Exponential Distributions in Qlik

Last week, I gave the business case for using an exponential distribution to predict a customer’s purchase frequency and detect at-risk and lost customers, Sales Analytics in Qlik: From the Basics to Statistical Modeling. In this week’s post, we go over the details of calculating and visualizing the exponential distribution in QlikView using the following chart.  I also add some final thoughts on how to use the information it tells us in a real-world sales dashboard.

Data Model

Purchase frequency analysis is easier done if we create a field in the data model that calculates the time interval between a series of activities. For this example, I have an Excel file that records the date that I performed one of my daily habits during the course of a month.  In the following script, I load that file and add a new field that contains the number of days that have passed since the last time I did that habit. More specifically, I use the inter-row function called Peek() to add the new data in a field called [Days Between Activity].

Habits_tmp:
 LOAD Date, 
      Activity
 FROM
 Daily_Habits_Data.xlsx
 (ooxml, embedded labels, table is Sheet1);
 
 Habits:
 Load Date,
  Activity,
  if(Peek(Activity)=Activity,Date - Peek(Date)) 
                                 as [Days Between Activity]
 Resident Habits_tmp
 order by Activity, Date;
 
 DROP Table Habits_tmp;

I have several different daily habits, such as to exercise and to read, and I want to calculate the days between similar activities.  Therefore, I sort the table by the Activity field and verify that the current row contains the same activity as the one above it before I calculate the [Days Between Activity]. We would do something similar to calculate the purchase frequency of each individual customer in a sales data model.

Chart

Until now the idea that an exponential distribution is a good model to predict my future behavior is conjecture.  Let’s create chart in QlikView and compare my actual behavior with my purposed statistical model in order to see if it meets my expectations.

Dimensions

We start this chart by creating a histogram of my actual behavior over a continuous x-axis. If you’ve created a histogram in QlikView, you’ve probably done so by using the class() or round() functions in a calculated dimension. I recommend these methods to do a simple histogram. However, later in this chart, we are going to also add two statistical distributions that are calculated using every number in the continuous x-axis and not just those values found in the actual data. Therefore, we’re going to create a calculated dimension using the valueloop() function.

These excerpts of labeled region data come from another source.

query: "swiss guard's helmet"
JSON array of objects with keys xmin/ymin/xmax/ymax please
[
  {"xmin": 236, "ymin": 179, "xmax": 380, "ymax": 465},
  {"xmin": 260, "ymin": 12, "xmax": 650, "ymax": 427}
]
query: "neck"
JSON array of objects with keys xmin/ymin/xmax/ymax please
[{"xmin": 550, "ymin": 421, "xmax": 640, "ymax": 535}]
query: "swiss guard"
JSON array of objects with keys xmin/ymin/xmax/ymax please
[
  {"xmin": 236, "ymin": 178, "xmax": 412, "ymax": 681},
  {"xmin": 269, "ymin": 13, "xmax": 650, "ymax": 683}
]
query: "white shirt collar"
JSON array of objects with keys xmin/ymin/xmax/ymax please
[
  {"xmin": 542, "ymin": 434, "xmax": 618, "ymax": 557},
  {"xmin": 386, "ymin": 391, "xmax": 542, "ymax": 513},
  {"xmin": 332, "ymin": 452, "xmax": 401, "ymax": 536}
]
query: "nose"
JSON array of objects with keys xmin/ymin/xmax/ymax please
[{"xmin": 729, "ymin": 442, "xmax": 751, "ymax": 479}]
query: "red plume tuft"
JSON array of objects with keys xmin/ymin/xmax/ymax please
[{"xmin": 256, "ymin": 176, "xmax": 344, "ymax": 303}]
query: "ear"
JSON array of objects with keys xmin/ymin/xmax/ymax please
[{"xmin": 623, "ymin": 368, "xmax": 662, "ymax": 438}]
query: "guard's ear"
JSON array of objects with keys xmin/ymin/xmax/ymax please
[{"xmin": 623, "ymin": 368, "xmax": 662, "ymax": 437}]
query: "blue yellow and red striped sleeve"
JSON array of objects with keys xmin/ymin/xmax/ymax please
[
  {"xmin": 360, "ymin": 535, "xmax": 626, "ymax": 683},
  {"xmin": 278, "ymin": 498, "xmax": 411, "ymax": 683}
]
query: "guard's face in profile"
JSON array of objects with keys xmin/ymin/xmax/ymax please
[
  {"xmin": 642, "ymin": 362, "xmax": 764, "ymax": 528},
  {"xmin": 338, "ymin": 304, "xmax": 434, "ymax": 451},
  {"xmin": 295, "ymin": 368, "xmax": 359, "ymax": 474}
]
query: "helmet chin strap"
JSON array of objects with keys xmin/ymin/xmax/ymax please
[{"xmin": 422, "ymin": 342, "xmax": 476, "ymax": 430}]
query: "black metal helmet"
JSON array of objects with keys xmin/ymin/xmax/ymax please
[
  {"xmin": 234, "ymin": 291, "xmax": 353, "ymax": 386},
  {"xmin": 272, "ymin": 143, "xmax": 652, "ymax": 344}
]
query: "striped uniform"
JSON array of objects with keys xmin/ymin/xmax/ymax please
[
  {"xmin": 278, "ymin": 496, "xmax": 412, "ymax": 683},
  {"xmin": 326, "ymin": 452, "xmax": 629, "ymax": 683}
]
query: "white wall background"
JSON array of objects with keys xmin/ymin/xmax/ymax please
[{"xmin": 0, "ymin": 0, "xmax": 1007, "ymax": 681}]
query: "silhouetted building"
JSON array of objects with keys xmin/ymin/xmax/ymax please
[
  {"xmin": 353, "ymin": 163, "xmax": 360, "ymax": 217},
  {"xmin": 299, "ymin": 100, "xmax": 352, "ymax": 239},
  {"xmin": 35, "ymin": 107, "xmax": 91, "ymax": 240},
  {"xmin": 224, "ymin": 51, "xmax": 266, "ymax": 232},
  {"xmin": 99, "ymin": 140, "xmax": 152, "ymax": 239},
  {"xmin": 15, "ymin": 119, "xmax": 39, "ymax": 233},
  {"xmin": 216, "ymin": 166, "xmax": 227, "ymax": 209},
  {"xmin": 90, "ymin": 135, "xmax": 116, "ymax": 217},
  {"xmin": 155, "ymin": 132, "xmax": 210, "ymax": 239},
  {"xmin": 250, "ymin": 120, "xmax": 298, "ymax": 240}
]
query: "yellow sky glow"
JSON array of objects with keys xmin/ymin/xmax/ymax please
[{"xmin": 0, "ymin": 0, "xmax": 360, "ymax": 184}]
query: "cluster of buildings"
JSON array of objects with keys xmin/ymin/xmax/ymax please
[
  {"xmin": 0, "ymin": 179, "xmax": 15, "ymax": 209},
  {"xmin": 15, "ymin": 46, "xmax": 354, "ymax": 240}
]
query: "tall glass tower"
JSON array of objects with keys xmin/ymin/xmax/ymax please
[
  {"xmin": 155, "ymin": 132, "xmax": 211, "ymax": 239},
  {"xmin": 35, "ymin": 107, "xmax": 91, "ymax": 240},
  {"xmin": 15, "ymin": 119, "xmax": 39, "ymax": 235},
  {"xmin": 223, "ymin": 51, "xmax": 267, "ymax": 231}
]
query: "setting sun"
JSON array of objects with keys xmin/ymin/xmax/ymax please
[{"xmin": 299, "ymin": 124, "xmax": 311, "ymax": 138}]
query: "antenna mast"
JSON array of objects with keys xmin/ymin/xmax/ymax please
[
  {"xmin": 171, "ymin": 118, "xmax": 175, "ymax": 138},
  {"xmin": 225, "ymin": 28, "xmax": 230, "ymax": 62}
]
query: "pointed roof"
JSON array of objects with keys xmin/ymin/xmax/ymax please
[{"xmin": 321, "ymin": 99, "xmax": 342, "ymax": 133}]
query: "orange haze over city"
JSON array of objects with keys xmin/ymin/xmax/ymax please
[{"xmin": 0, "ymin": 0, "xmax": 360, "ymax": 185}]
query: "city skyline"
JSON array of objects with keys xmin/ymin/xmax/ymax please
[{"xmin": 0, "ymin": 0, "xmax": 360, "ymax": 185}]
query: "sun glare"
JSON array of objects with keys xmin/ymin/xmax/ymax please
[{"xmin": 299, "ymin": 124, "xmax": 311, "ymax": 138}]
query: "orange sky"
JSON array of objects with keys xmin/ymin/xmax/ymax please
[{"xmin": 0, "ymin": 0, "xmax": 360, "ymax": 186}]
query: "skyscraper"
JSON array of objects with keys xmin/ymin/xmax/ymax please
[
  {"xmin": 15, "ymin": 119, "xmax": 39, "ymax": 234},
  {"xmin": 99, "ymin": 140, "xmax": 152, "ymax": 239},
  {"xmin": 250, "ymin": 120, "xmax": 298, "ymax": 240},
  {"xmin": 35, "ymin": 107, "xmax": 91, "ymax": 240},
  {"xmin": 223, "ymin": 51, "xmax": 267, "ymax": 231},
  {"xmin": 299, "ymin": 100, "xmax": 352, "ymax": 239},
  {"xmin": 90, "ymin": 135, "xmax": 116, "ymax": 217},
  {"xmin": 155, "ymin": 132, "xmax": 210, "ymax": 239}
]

Like valuelist(), the valueloop() function is used to spontaneously create data values in a QlikView object.  The valuelist() function creates a set of discrete elements, and the valueloop() functions creates a set of continuous numbers.  It contains 3 parameters.  The first two define the starting and ending values of the number set.  The last parameter defines the size of the steps between those numeric values.  For example, valueloop(1, 10, 1) creates the number set {1, 2, 3, 4, 5, 6, 7, 8, 9, 10}. On the other hand, valueloop(1, 2, .1) creates the number set {1, 1.1, 1.2, 1.3, 1.4, 1.5, 1.6, 1.7, 1.8, 1.9, 2}.

In our chart, we use the following calculated dimension.

=ValueLoop(0, $(=max([Days Between Activity])) + 2, .01) 

The starting value is always going to be 0.  On the contrary, the ending value is dynamic and changes according to the maximum number of days between an activity.  ValueLoop() doesn’t permit aggregation functions as parameters, so I use dollar-sign expansion using an expression to convert the aggregation into a static number before QlikView evaluates valueloop().

There are also two parts of this calculated dimension that help us visualize the exponential distribution expressions.  The first part is to arbitrarily add 2 to the ending value in order to extrapolate the exponential distribution past the highest actual data point.  Again, there is nothing special about the number 2, and you can customize your analysis to extrapolate the statistical model as many steps as you wish.

The second part is to define the step as .01 in the valueloop() function.  The actual number of days between activities will always be a whole number (ie. 1, 2, 3, …). We could define the step to be 1 if we were to only create a histogram using the actual number of days. However, we are also going to calculate the exponential distribution and it looks clunky if we calculate it using whole numbers as you can see in the following image.

We increase the resolution of the exponential distribution and draw it as the smooth curve it is by defining the third parameter of the valueloop() to be .01.

Expressions – Part 1

The first expression we add to the chart creates a histogram using data about my actual behavior and we represent it using bars.

sum(
  if([Days Between Activity]
           = Ceil(
              ValueLoop(0, $(=max([Days Between Activity])) + 2, .01)
             )
    ,1)
)
/
count([Days Between Activity]) 

The ValueLoop() function makes this expression look more complicated than it actually is. Since the chart dimension has no inherent relationship to the field [Days Between Activity] in data model, we have to “link” it by using an if-statement.  Also, since the calculated dimension has no field name, we refer to it by using the same expression we used to define it.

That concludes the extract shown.